Robert Malm
- Malm in 2014

Personal information
- Full name: Robert Ismaël Kobla Malm
- Date of birth: 21 August 1973 (age 53)
- Place of birth: Dunkerque, France
- Height: 1.79 m (5 ft 10 in)
- Position: Striker

Senior career*
- Years: Team / Apps / (Gls)
- 1991–1993: Lens / 2 / (0)
- 1993–1994: Dunkerque / 7 / (0)
- 1994–1996: Fécamp / 60 / (25)
- 1996–1997: Stade Briochin / 23 / (4)
- 1997–1998: Lorient / 39 / (16)
- 1998–1999: Toulouse / 29 / (2)
- 1999: Lorient / 14 / (1)
- 1999–2000: ASOA Valence / 21 / (3)
- 2000–2001: Gueugnon / 13 / (3)
- 2001–2002: Wasquehal / 37 / (10)
- 2002–2004: Grenoble / 94 / (33)
- 2004–2006: Brest / 55 / (20)
- 2006–2008: Montpellier / 39 / (5)
- 2008–2009: Nîmes / 54 / (22)
- 2009–2010: Cannes / 10 / (1)
- Total:  / 497 / (145)

International career
- 2006–2008: Togo / 2 / (0)

= Robert Malm =

French-born Togolese footballer (born 1973)

Robert Ismaël Kobla Malm (born 21 August 1973) is a former professional footballer who played as a striker. Born in France, he represented Togo at international level.

==Club career==
Malm began his playing career with Lens, where he played for the first team from 1991 to 1993. He subsequently played for Dunkerque and Fécamp, establishing himself as a forward during his two seasons at Fécamp. In 1996, he moved to Stade Briochin, where he spent one season before joining Lorient.

The 1997–98 season at Lorient was an important period in Malm's career. He made 39 league appearances and scored 16 goals, helping the club earn promotion to Ligue 1. He subsequently moved to Toulouse, where he spent one season in Ligue 1, before playing for ASOA Valence, Gueugnon, and Wasquehal. In 2002, he joined Grenoble, where he spent around three seasons and demonstrated consistent goalscoring form, scoring 33 goals in 94 league appearances.

In 2004, Malm moved to Brest. He continued to play an important attacking role in Ligue 2, scoring 20 league goals over two seasons. After joining Montpellier in 2006, he continued to make regular appearances, scoring 10 goals in all competitions over approximately one and a half seasons.

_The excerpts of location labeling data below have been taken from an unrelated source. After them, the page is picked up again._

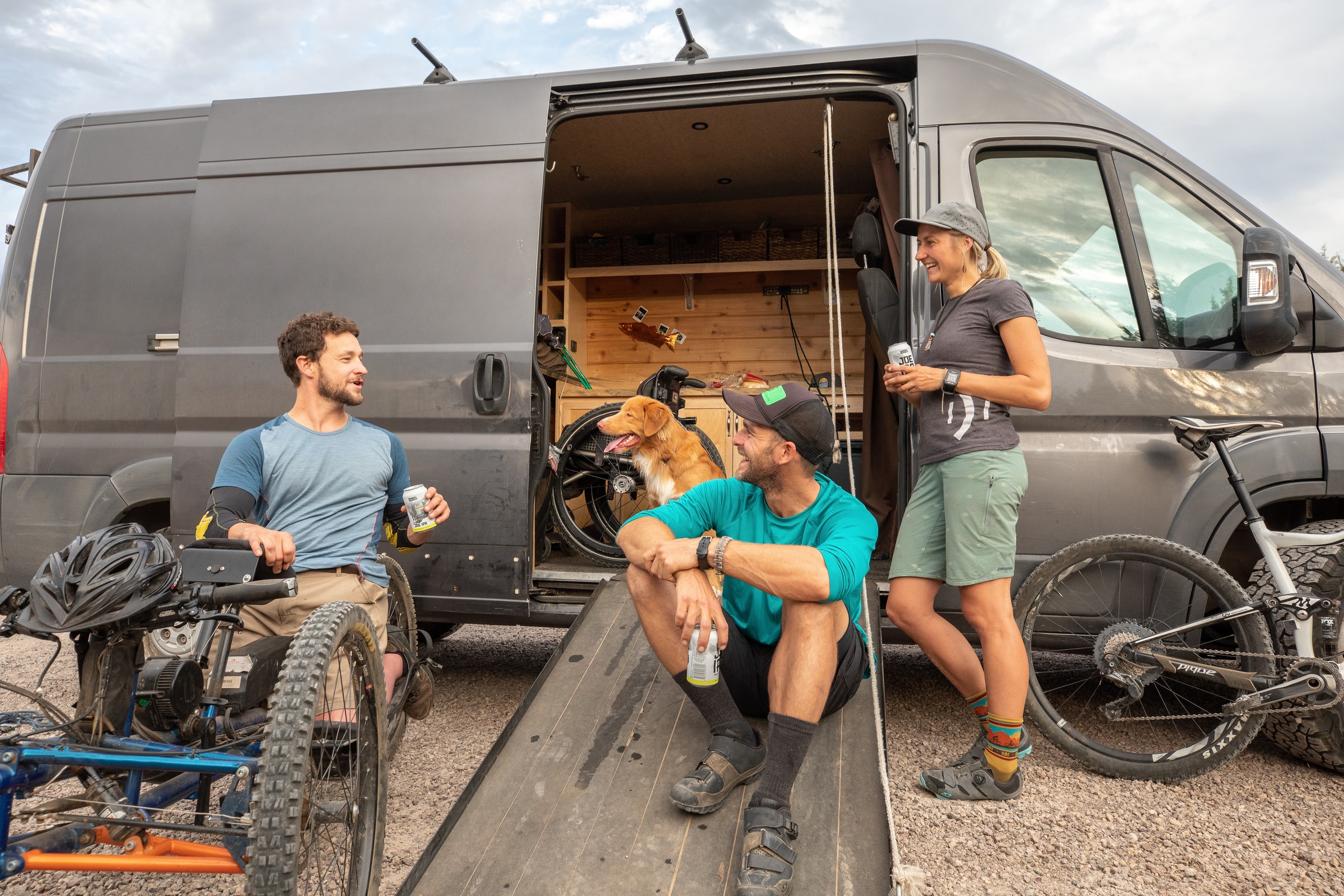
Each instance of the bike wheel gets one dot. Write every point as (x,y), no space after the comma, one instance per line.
(1084,604)
(319,808)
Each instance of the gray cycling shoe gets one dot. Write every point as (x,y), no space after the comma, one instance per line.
(726,765)
(969,782)
(767,855)
(976,755)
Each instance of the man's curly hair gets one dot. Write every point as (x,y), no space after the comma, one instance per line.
(307,336)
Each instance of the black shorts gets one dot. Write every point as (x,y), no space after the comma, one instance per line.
(745,667)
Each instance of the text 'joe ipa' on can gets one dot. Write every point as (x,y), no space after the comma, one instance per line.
(703,668)
(414,499)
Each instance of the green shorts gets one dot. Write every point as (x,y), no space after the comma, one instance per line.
(962,523)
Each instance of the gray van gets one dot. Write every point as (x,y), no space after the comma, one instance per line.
(158,253)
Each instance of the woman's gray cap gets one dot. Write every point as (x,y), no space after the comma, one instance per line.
(962,217)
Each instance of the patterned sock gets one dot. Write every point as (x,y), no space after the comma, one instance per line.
(718,708)
(980,706)
(1002,752)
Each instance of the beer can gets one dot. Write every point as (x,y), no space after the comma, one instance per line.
(703,668)
(901,355)
(414,499)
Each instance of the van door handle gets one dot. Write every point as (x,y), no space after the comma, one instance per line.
(489,388)
(162,343)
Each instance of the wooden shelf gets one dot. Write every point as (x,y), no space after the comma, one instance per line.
(709,268)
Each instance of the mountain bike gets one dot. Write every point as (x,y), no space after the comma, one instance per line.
(1148,661)
(595,491)
(270,758)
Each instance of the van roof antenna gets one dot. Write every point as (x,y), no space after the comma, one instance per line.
(691,52)
(440,76)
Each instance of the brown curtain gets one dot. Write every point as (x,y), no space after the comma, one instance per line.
(881,433)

In January 2008, Malm terminated his contract with Montpellier by mutual consent and joined Nîmes Olympique. At the time, Nîmes were playing in the Championnat National, and Malm made a major contribution to the club's promotion to Ligue 2, scoring 16 goals in 16 appearances during the second half of the 2007–08 season. He remained at Nîmes for another season following promotion, scoring six goals in 38 league appearances.

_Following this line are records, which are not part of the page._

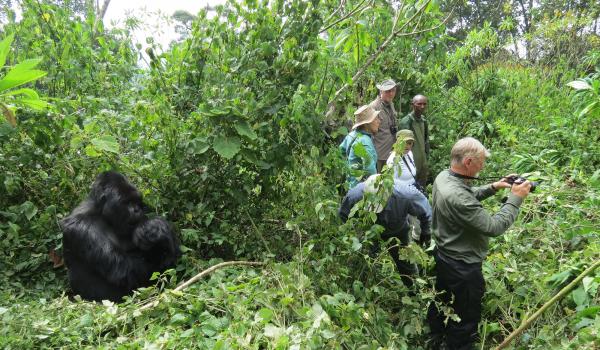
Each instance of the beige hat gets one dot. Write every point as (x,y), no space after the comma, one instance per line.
(364,115)
(405,135)
(386,85)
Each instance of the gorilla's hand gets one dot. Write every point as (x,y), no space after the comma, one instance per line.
(152,234)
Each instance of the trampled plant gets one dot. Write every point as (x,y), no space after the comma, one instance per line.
(15,76)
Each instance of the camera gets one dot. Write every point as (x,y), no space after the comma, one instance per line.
(519,180)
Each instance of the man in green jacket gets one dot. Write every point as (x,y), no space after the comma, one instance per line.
(416,122)
(461,229)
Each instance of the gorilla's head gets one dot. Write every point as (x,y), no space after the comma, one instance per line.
(117,200)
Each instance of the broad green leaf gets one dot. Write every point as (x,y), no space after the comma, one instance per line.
(272,331)
(29,93)
(227,147)
(107,143)
(264,316)
(341,39)
(579,296)
(587,109)
(5,128)
(13,79)
(579,85)
(5,49)
(35,104)
(24,66)
(198,146)
(244,129)
(29,209)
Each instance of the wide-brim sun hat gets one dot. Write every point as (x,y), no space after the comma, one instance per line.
(386,85)
(405,135)
(364,115)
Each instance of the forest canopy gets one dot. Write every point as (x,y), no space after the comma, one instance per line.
(231,133)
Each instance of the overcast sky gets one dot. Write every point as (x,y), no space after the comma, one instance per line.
(151,12)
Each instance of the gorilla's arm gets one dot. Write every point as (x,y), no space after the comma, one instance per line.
(156,239)
(89,240)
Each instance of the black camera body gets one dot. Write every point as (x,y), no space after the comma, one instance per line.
(519,180)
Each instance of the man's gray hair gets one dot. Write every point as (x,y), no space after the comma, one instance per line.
(467,147)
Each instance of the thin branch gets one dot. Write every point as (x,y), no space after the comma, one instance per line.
(342,4)
(189,282)
(554,299)
(348,15)
(376,54)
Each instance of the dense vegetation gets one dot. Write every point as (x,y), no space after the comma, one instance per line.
(231,133)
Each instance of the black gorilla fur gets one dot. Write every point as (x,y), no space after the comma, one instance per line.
(110,246)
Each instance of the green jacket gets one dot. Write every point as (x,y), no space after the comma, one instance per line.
(420,149)
(461,226)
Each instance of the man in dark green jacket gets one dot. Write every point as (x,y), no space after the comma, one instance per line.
(416,122)
(461,229)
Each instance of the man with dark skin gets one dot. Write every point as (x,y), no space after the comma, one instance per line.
(416,122)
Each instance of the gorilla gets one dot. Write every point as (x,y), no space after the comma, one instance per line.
(110,246)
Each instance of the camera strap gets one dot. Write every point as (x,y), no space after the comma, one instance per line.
(461,176)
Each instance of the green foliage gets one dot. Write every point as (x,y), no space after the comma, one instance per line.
(18,75)
(225,135)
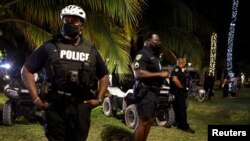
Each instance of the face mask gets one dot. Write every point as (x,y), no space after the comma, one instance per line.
(158,45)
(70,30)
(157,48)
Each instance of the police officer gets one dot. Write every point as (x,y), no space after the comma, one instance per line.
(73,67)
(149,78)
(179,89)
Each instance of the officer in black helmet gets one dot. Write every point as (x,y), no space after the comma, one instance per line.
(73,67)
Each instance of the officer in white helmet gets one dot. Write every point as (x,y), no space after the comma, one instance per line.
(73,68)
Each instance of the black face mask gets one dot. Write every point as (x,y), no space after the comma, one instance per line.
(157,48)
(70,30)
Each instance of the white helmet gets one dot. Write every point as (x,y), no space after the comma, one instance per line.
(73,10)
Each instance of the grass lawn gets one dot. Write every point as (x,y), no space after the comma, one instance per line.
(217,111)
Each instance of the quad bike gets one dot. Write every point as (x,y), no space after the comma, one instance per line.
(19,102)
(123,100)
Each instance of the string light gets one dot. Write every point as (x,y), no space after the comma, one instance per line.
(213,54)
(230,40)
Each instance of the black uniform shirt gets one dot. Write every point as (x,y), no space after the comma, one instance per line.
(145,60)
(45,54)
(177,71)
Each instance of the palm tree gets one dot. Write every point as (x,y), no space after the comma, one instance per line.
(181,29)
(109,24)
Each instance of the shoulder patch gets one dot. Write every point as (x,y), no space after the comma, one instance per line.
(136,65)
(138,57)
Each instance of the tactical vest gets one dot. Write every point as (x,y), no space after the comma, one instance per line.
(73,67)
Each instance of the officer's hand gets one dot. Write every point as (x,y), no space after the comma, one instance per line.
(164,74)
(92,103)
(42,105)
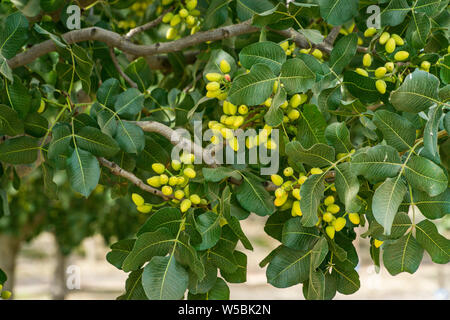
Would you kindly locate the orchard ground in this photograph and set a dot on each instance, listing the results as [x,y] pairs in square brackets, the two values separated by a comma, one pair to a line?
[100,280]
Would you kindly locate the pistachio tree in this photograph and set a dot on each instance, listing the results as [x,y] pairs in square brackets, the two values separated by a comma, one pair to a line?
[350,98]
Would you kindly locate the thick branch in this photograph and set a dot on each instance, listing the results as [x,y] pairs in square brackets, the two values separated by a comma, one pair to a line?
[118,171]
[113,39]
[119,69]
[177,139]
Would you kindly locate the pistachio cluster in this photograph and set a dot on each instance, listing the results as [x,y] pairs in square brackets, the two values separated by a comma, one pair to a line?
[287,196]
[183,16]
[173,184]
[387,71]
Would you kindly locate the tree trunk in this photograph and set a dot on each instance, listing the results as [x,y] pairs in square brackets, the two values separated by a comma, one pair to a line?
[58,288]
[9,249]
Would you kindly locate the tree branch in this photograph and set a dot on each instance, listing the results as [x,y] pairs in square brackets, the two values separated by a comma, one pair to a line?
[331,38]
[113,39]
[118,171]
[119,69]
[177,139]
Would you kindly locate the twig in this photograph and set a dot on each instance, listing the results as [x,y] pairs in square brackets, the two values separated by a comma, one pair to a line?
[146,26]
[177,139]
[118,171]
[119,69]
[113,39]
[331,38]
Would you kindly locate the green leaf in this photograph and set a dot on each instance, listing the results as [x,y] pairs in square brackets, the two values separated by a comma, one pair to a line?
[133,287]
[169,218]
[430,134]
[240,275]
[147,246]
[247,8]
[108,91]
[10,124]
[29,8]
[338,136]
[216,14]
[312,35]
[60,144]
[50,187]
[311,126]
[425,175]
[254,198]
[119,252]
[130,137]
[5,68]
[437,246]
[14,35]
[213,64]
[403,255]
[222,258]
[36,125]
[20,150]
[394,13]
[164,279]
[418,92]
[343,52]
[400,225]
[140,72]
[83,171]
[219,291]
[295,236]
[233,222]
[319,155]
[99,144]
[397,130]
[196,285]
[337,12]
[418,29]
[386,201]
[220,173]
[129,103]
[274,117]
[208,225]
[445,69]
[288,267]
[274,224]
[18,97]
[152,153]
[296,76]
[319,286]
[432,207]
[3,277]
[252,88]
[51,5]
[347,186]
[319,252]
[376,163]
[266,52]
[311,194]
[364,88]
[347,278]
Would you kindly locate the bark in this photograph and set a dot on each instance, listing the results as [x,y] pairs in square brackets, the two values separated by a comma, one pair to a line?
[9,249]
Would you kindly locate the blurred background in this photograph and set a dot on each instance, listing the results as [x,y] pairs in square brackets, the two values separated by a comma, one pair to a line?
[50,245]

On 24 August 2009, Malm signed a two-year contract with AS Cannes. He made 10 appearances and scored one goal for Cannes, before leaving the club in early 2010 and ending his playing career. Malm spent many years in French football, playing for numerous clubs across the lower divisions and Ligue 1.

==International career==
Malm was a member of the Togo national team and was included in Togo's squad for the 2006 FIFA World Cup. Togo were drawn in a group with South Korea, Switzerland, and France. Malm did not play in the opening match against South Korea, which Togo lost 2–1.

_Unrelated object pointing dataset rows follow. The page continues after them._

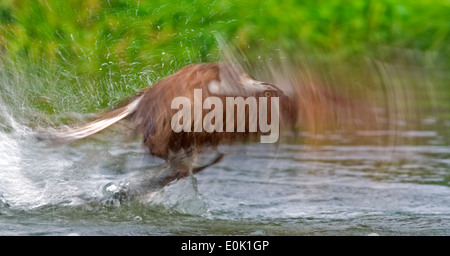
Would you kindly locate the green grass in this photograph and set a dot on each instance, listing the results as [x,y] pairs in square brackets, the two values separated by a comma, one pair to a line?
[82,56]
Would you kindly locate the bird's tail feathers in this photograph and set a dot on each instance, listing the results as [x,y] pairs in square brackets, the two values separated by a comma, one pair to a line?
[71,134]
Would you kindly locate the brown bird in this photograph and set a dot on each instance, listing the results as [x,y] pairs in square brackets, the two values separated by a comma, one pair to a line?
[151,112]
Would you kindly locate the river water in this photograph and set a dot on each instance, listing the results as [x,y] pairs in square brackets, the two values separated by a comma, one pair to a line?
[343,186]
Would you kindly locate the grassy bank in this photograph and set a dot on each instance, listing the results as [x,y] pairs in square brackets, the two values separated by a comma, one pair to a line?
[84,55]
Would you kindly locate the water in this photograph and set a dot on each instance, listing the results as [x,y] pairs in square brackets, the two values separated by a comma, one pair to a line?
[347,185]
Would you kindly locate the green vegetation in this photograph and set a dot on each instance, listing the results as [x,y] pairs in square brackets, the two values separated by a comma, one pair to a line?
[94,52]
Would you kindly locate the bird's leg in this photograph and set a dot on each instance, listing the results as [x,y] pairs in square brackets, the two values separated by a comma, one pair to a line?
[218,157]
[178,166]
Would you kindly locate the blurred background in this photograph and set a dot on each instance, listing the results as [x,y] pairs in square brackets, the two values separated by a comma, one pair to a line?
[118,46]
[373,85]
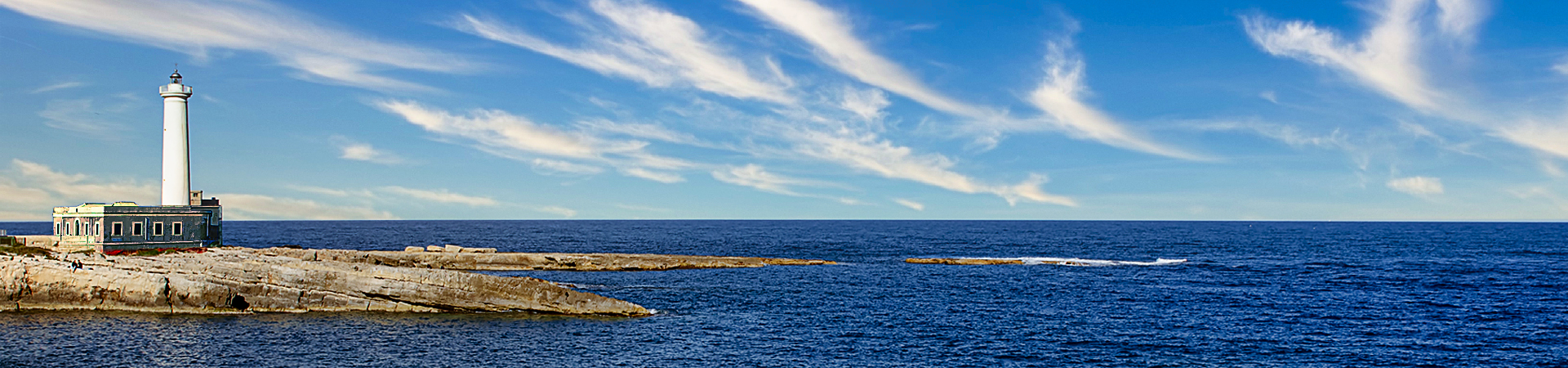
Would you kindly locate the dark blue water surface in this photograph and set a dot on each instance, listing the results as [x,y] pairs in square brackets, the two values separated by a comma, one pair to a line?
[1250,294]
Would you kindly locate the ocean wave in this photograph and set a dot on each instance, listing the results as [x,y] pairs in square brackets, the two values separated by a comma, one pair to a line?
[1085,263]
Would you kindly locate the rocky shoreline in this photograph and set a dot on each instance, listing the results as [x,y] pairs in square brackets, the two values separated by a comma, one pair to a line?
[242,280]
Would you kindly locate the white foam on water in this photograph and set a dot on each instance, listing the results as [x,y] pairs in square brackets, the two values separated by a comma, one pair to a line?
[1084,263]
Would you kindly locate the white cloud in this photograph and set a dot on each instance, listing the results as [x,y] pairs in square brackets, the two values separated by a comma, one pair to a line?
[560,167]
[1460,18]
[642,208]
[651,175]
[1390,59]
[56,87]
[908,204]
[869,153]
[1281,132]
[441,195]
[82,187]
[753,175]
[1540,136]
[637,131]
[647,44]
[1545,194]
[519,139]
[333,192]
[1387,59]
[1419,186]
[1060,96]
[15,194]
[78,115]
[559,209]
[864,102]
[29,191]
[364,151]
[243,206]
[833,38]
[497,129]
[38,187]
[318,51]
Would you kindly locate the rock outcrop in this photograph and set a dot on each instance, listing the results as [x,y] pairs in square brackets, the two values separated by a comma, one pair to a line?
[533,262]
[228,280]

Malm came on as a substitute in Togo's second group-stage match against Switzerland on 19 June 2006. He replaced Chérif Touré Mamam in the 44th minute of the second half and played for approximately four minutes, as Togo lost 2–0. He did not play in the final group-stage match against France, and Togo were eliminated after losing all three of their group-stage matches.